Derrick Wlodarz is an IT Specialist that owns Park Ridge, IL (USA) based technology consulting & service company FireLogic, with over 8+ years of IT experience in the private and public sectors. He holds numerous technical credentials from Microsoft, Google, and CompTIA and specializes in consulting customers on growing hot technologies such as Office 365, Google Apps, cloud hosted VoIP, among others. Derrick is an active member of CompTIA's Subject Matter Expert Technical Advisory Council that shapes the future of CompTIA exams across the world. You can reach him directly at derrick@wlodarz.net.

Comments (6)

  • tf76 says:

    This is a great article. Especially if you’re a one man show like myself :)

  • Clay says:

    This was an excellent read for me…i am a recent grad trying to get my business underway and have recently found myself in a number of the situations you speak of. I’m working just to work and its proving to be more of a headache than anything. I have turned to site building mainly because it is my money maker, but mostly because I’m looking for one area of focus. Thanks

  • Shaun says:

    Good read. I agree. We are going over the list of services to see what isn’t working for us. (good to review often) One mistake I made over the past years was not looking at the numbers. I felt busy and successful because I was just that. Busy, not successful based on my bank account. Reviewing numbers proved I was doing something wrong. I was busy losing money because I allowed “customers” to push me into discounting my rates and took any job thrown at me. (I also over promised/under delivered) Today I seek “clients” and price my services at rates that allows me to do business. Once again, good read from TechNibble. I hope everyone just getting into the trade studies this website as they did their cert exams.

  • Mark says:

    Your mention of Linux brought up a thought of every time I get a call for help with Linux. The potential customer is likely throwing salvaged parts together to make a computer, fishing for free advice, and unlikely to be able to afford my services.
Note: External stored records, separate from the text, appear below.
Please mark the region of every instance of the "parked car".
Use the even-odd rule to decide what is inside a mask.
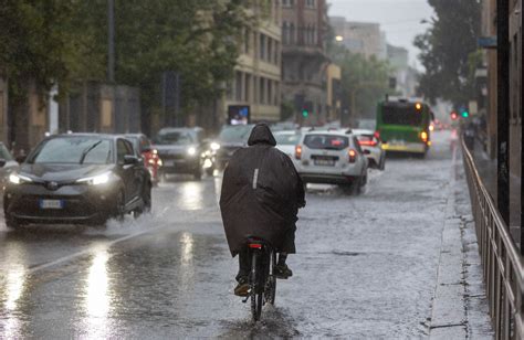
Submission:
[[[159,182],[159,172],[163,166],[158,150],[153,148],[151,141],[144,134],[128,134],[124,137],[133,144],[135,150],[144,159],[144,166],[149,170],[151,182],[156,185]]]
[[[23,224],[104,224],[151,209],[151,180],[120,136],[57,135],[42,140],[9,176],[3,194],[8,227]]]
[[[349,193],[367,183],[368,160],[350,130],[305,132],[295,158],[304,183],[338,184]]]
[[[154,138],[155,148],[163,160],[161,176],[171,173],[192,174],[202,178],[201,128],[164,128]]]
[[[276,140],[276,148],[287,155],[293,163],[295,159],[295,147],[301,140],[302,134],[300,130],[277,131],[273,134]],[[296,164],[295,164],[296,167]]]
[[[6,188],[9,176],[17,171],[19,163],[14,157],[9,152],[3,142],[0,142],[0,188]]]
[[[254,125],[224,125],[214,140],[217,150],[217,169],[223,170],[234,151],[248,146],[248,139]]]
[[[373,130],[357,130],[353,134],[357,137],[360,148],[369,160],[369,168],[386,169],[386,151],[382,149],[382,142]]]

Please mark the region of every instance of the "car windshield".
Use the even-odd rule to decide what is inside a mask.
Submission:
[[[32,155],[31,163],[107,164],[112,144],[97,137],[63,137],[43,141]]]
[[[3,144],[0,145],[0,159],[7,160],[7,161],[13,160],[13,157],[11,156],[8,148],[6,148]]]
[[[384,124],[421,126],[422,114],[415,106],[385,105],[382,111]]]
[[[250,125],[226,126],[219,135],[222,142],[247,142],[253,127]]]
[[[160,146],[190,145],[195,142],[193,137],[188,131],[160,131],[155,138],[155,142]]]
[[[304,145],[310,149],[343,150],[349,146],[349,138],[333,135],[308,135],[304,138]]]
[[[298,134],[275,134],[276,145],[279,146],[294,146],[298,142],[301,135]]]

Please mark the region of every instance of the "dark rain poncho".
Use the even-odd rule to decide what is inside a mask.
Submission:
[[[220,210],[231,254],[248,237],[270,242],[277,251],[294,253],[298,206],[305,205],[304,185],[291,159],[275,149],[270,128],[256,125],[223,173]]]

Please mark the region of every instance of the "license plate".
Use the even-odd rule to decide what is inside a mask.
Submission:
[[[315,166],[335,167],[335,161],[333,159],[315,159]]]
[[[40,200],[40,209],[63,209],[64,201],[62,200]]]

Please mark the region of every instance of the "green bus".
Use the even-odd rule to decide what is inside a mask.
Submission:
[[[377,135],[388,152],[425,156],[431,146],[433,114],[422,102],[387,98],[378,104]]]

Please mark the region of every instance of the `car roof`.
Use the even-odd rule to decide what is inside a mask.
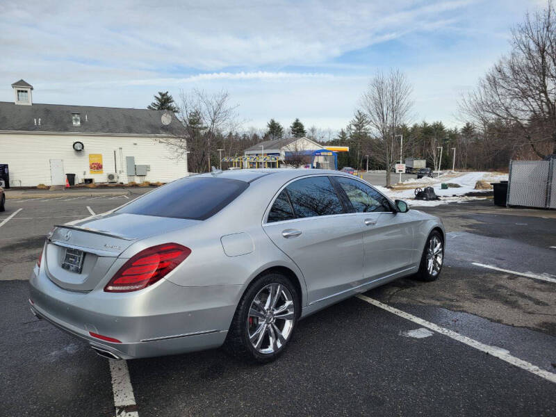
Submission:
[[[215,172],[206,172],[195,175],[195,177],[214,177],[214,178],[229,178],[230,179],[238,179],[245,182],[252,182],[267,176],[272,176],[273,179],[289,181],[298,177],[305,177],[306,175],[326,174],[328,175],[340,174],[341,171],[334,171],[332,170],[307,170],[295,168],[259,168],[259,169],[245,169],[245,170],[231,170],[226,171],[217,171]]]

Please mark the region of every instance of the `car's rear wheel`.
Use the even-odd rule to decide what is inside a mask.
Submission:
[[[268,362],[284,352],[300,309],[290,280],[269,273],[247,288],[236,310],[224,342],[227,352],[252,362]]]
[[[427,239],[416,277],[422,281],[436,280],[442,271],[443,262],[444,241],[440,232],[434,230]]]

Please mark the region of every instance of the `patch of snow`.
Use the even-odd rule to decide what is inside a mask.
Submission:
[[[500,174],[496,172],[447,172],[440,177],[431,178],[427,177],[423,179],[410,179],[403,183],[402,186],[414,186],[414,188],[406,190],[396,190],[385,188],[384,187],[375,186],[379,191],[386,194],[392,199],[405,199],[410,206],[438,206],[450,202],[462,202],[472,199],[481,199],[482,197],[464,197],[468,193],[486,193],[491,190],[475,190],[475,184],[479,180],[484,180],[487,182],[498,182],[507,180],[507,174]],[[447,190],[442,190],[443,183],[452,183],[459,186],[459,188],[450,188]],[[414,200],[415,188],[424,188],[425,187],[432,187],[434,193],[441,198],[441,200],[436,201],[420,201]]]
[[[407,330],[407,332],[400,332],[400,336],[404,337],[413,337],[415,338],[425,338],[434,334],[432,332],[425,327],[416,329],[414,330]]]

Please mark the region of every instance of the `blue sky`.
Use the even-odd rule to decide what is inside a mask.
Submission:
[[[339,129],[370,77],[399,68],[409,122],[461,124],[457,99],[509,50],[532,0],[0,3],[0,101],[146,107],[157,91],[227,90],[244,126]]]

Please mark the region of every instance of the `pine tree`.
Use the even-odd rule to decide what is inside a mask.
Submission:
[[[173,113],[177,113],[177,107],[174,105],[174,99],[168,94],[168,92],[158,92],[158,96],[154,96],[154,101],[147,106],[150,110],[168,110]]]
[[[303,123],[300,122],[297,118],[290,126],[290,130],[291,131],[291,136],[294,138],[303,138],[307,133],[305,130],[305,126],[303,126]]]
[[[268,123],[266,124],[266,127],[268,130],[266,133],[265,133],[265,137],[270,140],[281,139],[282,137],[284,137],[284,128],[282,125],[274,119],[270,119]]]
[[[358,110],[355,112],[353,119],[350,122],[350,138],[355,145],[357,152],[357,165],[354,168],[361,169],[361,145],[364,145],[369,139],[369,119],[364,113]]]

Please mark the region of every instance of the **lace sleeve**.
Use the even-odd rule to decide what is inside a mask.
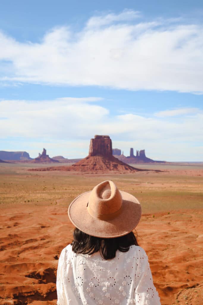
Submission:
[[[161,305],[153,283],[152,273],[145,250],[140,247],[138,257],[134,300],[136,305]]]
[[[57,305],[68,305],[64,292],[63,280],[63,266],[65,262],[65,249],[62,250],[58,260],[56,279],[56,290],[57,292]]]

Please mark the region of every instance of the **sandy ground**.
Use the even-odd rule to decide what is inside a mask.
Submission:
[[[58,259],[73,229],[67,206],[87,185],[107,177],[30,175],[25,169],[5,168],[0,181],[0,304],[55,304]],[[192,171],[110,177],[141,202],[138,242],[162,305],[202,304],[203,180],[201,170]]]

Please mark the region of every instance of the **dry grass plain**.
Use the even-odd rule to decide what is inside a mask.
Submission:
[[[31,166],[44,164],[0,164],[0,304],[56,304],[58,259],[72,241],[68,204],[107,179],[141,203],[138,242],[162,305],[202,304],[203,166],[108,174]]]

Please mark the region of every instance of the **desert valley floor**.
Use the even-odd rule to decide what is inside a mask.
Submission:
[[[58,259],[73,228],[68,205],[106,180],[141,202],[138,241],[162,305],[201,305],[203,166],[145,165],[162,171],[128,174],[28,170],[42,166],[0,164],[1,305],[56,304]]]

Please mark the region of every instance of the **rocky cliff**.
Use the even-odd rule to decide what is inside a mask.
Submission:
[[[123,154],[121,155],[115,155],[116,158],[120,160],[123,162],[126,163],[131,164],[132,163],[153,163],[157,162],[158,163],[165,163],[165,161],[157,161],[147,158],[145,155],[145,149],[142,149],[140,150],[136,151],[136,156],[134,155],[133,149],[131,148],[130,150],[130,156],[126,157],[123,155]]]
[[[32,160],[26,152],[8,152],[4,150],[0,151],[0,159],[19,161]]]
[[[113,148],[112,152],[114,156],[121,156],[121,150],[117,148]]]
[[[110,137],[96,135],[90,140],[89,155],[71,166],[55,166],[30,170],[59,170],[103,173],[112,171],[125,173],[142,170],[118,160],[113,156],[112,152],[112,143]]]
[[[47,154],[47,151],[45,148],[43,149],[43,151],[41,154],[39,152],[39,156],[36,158],[32,161],[33,162],[58,162],[59,161],[57,160],[54,160],[50,158],[48,155]]]
[[[89,157],[103,156],[105,157],[112,156],[112,143],[108,135],[94,136],[91,139],[89,149]]]

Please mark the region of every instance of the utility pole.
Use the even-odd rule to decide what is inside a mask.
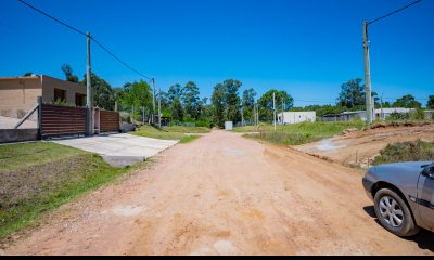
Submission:
[[[257,126],[260,125],[259,119],[260,119],[260,117],[259,117],[259,104],[256,104],[256,122],[257,122]]]
[[[94,122],[93,122],[93,91],[92,91],[92,83],[91,83],[91,63],[90,63],[90,31],[88,31],[87,36],[87,69],[86,69],[86,88],[87,88],[87,129],[86,135],[93,136],[94,134]]]
[[[155,122],[155,79],[152,78],[151,79],[151,84],[152,84],[152,93],[153,93],[153,110],[152,110],[152,119],[151,122],[154,123]]]
[[[372,88],[371,88],[371,64],[369,56],[368,22],[363,23],[363,51],[365,51],[365,86],[366,86],[366,106],[368,123],[373,122],[372,116]]]
[[[158,126],[162,128],[162,88],[158,87]]]
[[[253,123],[256,127],[256,104],[253,104]]]
[[[276,125],[276,92],[272,93],[272,108],[273,108],[273,121],[275,121],[275,131],[277,131],[277,125]]]
[[[245,126],[245,123],[244,123],[244,106],[241,106],[241,125],[242,125],[242,127]]]
[[[383,108],[383,96],[384,96],[384,93],[381,94],[381,100],[380,100],[380,102],[381,102],[381,120],[385,119],[384,118],[384,108]]]

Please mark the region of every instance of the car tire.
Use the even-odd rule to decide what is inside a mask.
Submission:
[[[381,225],[391,233],[409,237],[419,233],[410,208],[406,202],[394,191],[380,190],[375,194],[375,214]]]

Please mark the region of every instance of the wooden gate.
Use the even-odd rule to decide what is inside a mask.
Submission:
[[[40,127],[42,138],[82,135],[86,133],[86,108],[42,104]]]
[[[118,132],[120,129],[120,116],[117,112],[100,110],[100,131]]]

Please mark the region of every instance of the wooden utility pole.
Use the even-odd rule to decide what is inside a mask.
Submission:
[[[256,123],[257,123],[257,126],[260,125],[259,119],[260,119],[260,117],[259,117],[259,104],[256,104]]]
[[[87,128],[86,128],[86,135],[92,136],[94,134],[94,121],[93,121],[93,91],[92,91],[92,83],[91,83],[91,62],[90,62],[90,41],[91,41],[91,36],[90,31],[88,31],[87,36],[87,70],[86,70],[86,87],[87,87]]]
[[[368,22],[363,23],[363,51],[365,51],[365,86],[366,86],[366,106],[368,123],[373,122],[372,115],[372,88],[371,88],[371,64],[369,56]]]
[[[244,106],[241,106],[241,126],[244,127]]]
[[[276,92],[272,93],[272,109],[273,109],[273,121],[275,121],[275,131],[277,131],[277,125],[276,125]]]
[[[151,84],[152,84],[152,93],[153,93],[153,100],[152,100],[153,110],[152,110],[151,122],[154,123],[155,122],[155,112],[156,112],[156,109],[155,109],[155,79],[154,78],[151,79]]]
[[[158,126],[162,128],[162,88],[158,87]]]

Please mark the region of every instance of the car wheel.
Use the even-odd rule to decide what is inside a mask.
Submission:
[[[381,225],[397,236],[419,233],[409,207],[394,191],[384,188],[375,194],[375,213]]]

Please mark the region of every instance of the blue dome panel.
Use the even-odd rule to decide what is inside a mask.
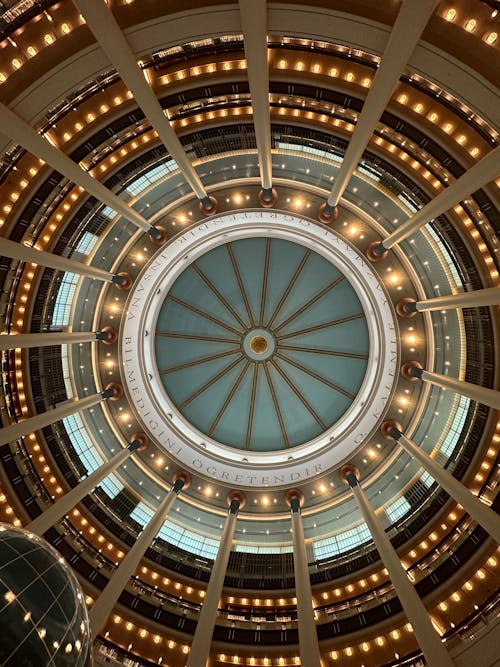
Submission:
[[[337,267],[297,243],[257,237],[185,269],[165,295],[155,351],[169,398],[194,427],[267,452],[301,445],[342,417],[369,342],[362,305]]]

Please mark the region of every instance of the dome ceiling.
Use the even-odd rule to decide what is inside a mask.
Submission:
[[[104,531],[110,563],[118,563],[175,474],[189,471],[191,484],[179,493],[149,553],[161,565],[156,572],[145,561],[143,574],[146,583],[153,572],[158,581],[168,580],[163,589],[175,597],[172,572],[179,568],[182,598],[193,605],[200,602],[196,563],[205,582],[203,567],[209,570],[216,554],[227,494],[243,491],[223,600],[229,614],[231,604],[235,613],[244,610],[242,600],[259,597],[259,588],[276,608],[281,598],[293,607],[286,492],[297,488],[304,496],[318,625],[326,627],[323,606],[353,596],[363,602],[373,586],[374,596],[363,602],[371,604],[382,595],[378,587],[389,585],[339,475],[343,464],[360,470],[370,503],[417,582],[437,570],[446,549],[458,553],[476,528],[413,457],[383,437],[384,420],[397,421],[486,504],[495,502],[496,411],[467,395],[410,381],[399,370],[415,360],[439,375],[496,389],[496,307],[422,310],[407,318],[398,304],[403,297],[424,302],[498,284],[500,174],[431,216],[382,261],[370,261],[367,250],[496,147],[497,15],[485,3],[437,3],[336,217],[325,224],[318,211],[355,136],[399,3],[377,12],[365,2],[268,4],[269,162],[278,196],[271,208],[262,206],[258,106],[249,86],[253,60],[238,5],[166,10],[161,3],[126,2],[110,8],[193,173],[186,177],[183,158],[162,143],[142,100],[110,65],[76,6],[47,2],[18,18],[6,14],[1,101],[102,181],[129,213],[87,196],[62,168],[52,169],[18,143],[0,141],[2,236],[108,276],[5,259],[6,332],[112,330],[110,344],[89,339],[4,352],[4,425],[120,385],[116,400],[19,441],[23,465],[48,500],[144,432],[147,449],[78,506],[87,527],[80,518],[70,522],[91,545],[89,554],[103,549],[97,540]],[[17,502],[21,509],[10,500],[11,510],[25,524],[30,510]],[[464,557],[456,585],[443,578],[436,591],[421,592],[443,632],[452,631],[460,613],[453,616],[449,603],[446,610],[438,605],[486,562],[483,551],[476,560]],[[360,581],[372,574],[381,578],[365,590]],[[478,590],[476,597],[474,588],[470,613],[493,595],[498,579],[492,577],[488,594]],[[95,599],[92,585],[84,590]],[[221,627],[229,622],[224,618]],[[382,651],[375,637],[383,633],[375,625],[367,640]],[[117,639],[120,627],[110,624],[111,635],[118,633],[112,641],[125,647],[123,637]],[[189,633],[170,636],[177,646],[170,662],[177,667],[184,664]],[[223,647],[214,663],[219,667],[221,654],[229,661],[236,653],[225,635],[217,642]],[[341,657],[361,664],[362,644],[351,656],[349,642],[325,630],[326,664]],[[134,644],[131,653],[165,661],[164,643],[140,650]],[[384,657],[366,664],[386,664],[394,653],[414,649],[411,637],[403,651],[384,639]],[[278,661],[280,650],[277,642],[266,655]],[[292,659],[296,649],[282,653]]]

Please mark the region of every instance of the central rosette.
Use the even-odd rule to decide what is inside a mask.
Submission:
[[[155,354],[177,410],[239,450],[297,447],[351,407],[368,364],[361,302],[322,255],[238,239],[189,264],[164,295]]]
[[[274,336],[265,329],[252,329],[242,340],[243,352],[249,359],[265,361],[276,350]]]

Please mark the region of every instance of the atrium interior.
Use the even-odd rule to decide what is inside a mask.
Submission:
[[[1,665],[500,665],[499,12],[0,1]]]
    About a year ago I was thinking of doing iDevice repair, but the precision needed to do the job right and minimal profit turned me off real fast. And with Apple changing their designs every year in the direction of smaller and unrepairable, it’s becoming more and more of a question of “why would I want to offer iDevice repair”? It doesn’t make sense to offer that service.

  • Matt says:

    It can definitely be beneficial to focus on the services your business does best that also bring in the best money.

    It’s a great idea to outsource where appropriate. That way you’re still able to take care of customers’ needs.

    In my own business, since I’ve only been running it full time for a little over a year, I still need to pretty much take any kind of work I can get. I hope in the future I will have the luxury of being able to narrow down my service offerings to the ones that bring in the most money and play to my strengths.

    Matt
    Your Friendly Neighborhood Computer Guy
    http://www.yfncg.com

  • Sree Byrapaneni says:

    Great article, its very true.

    Thanks,
    WWW. Compbug.com
    Troy, MI based computer support company.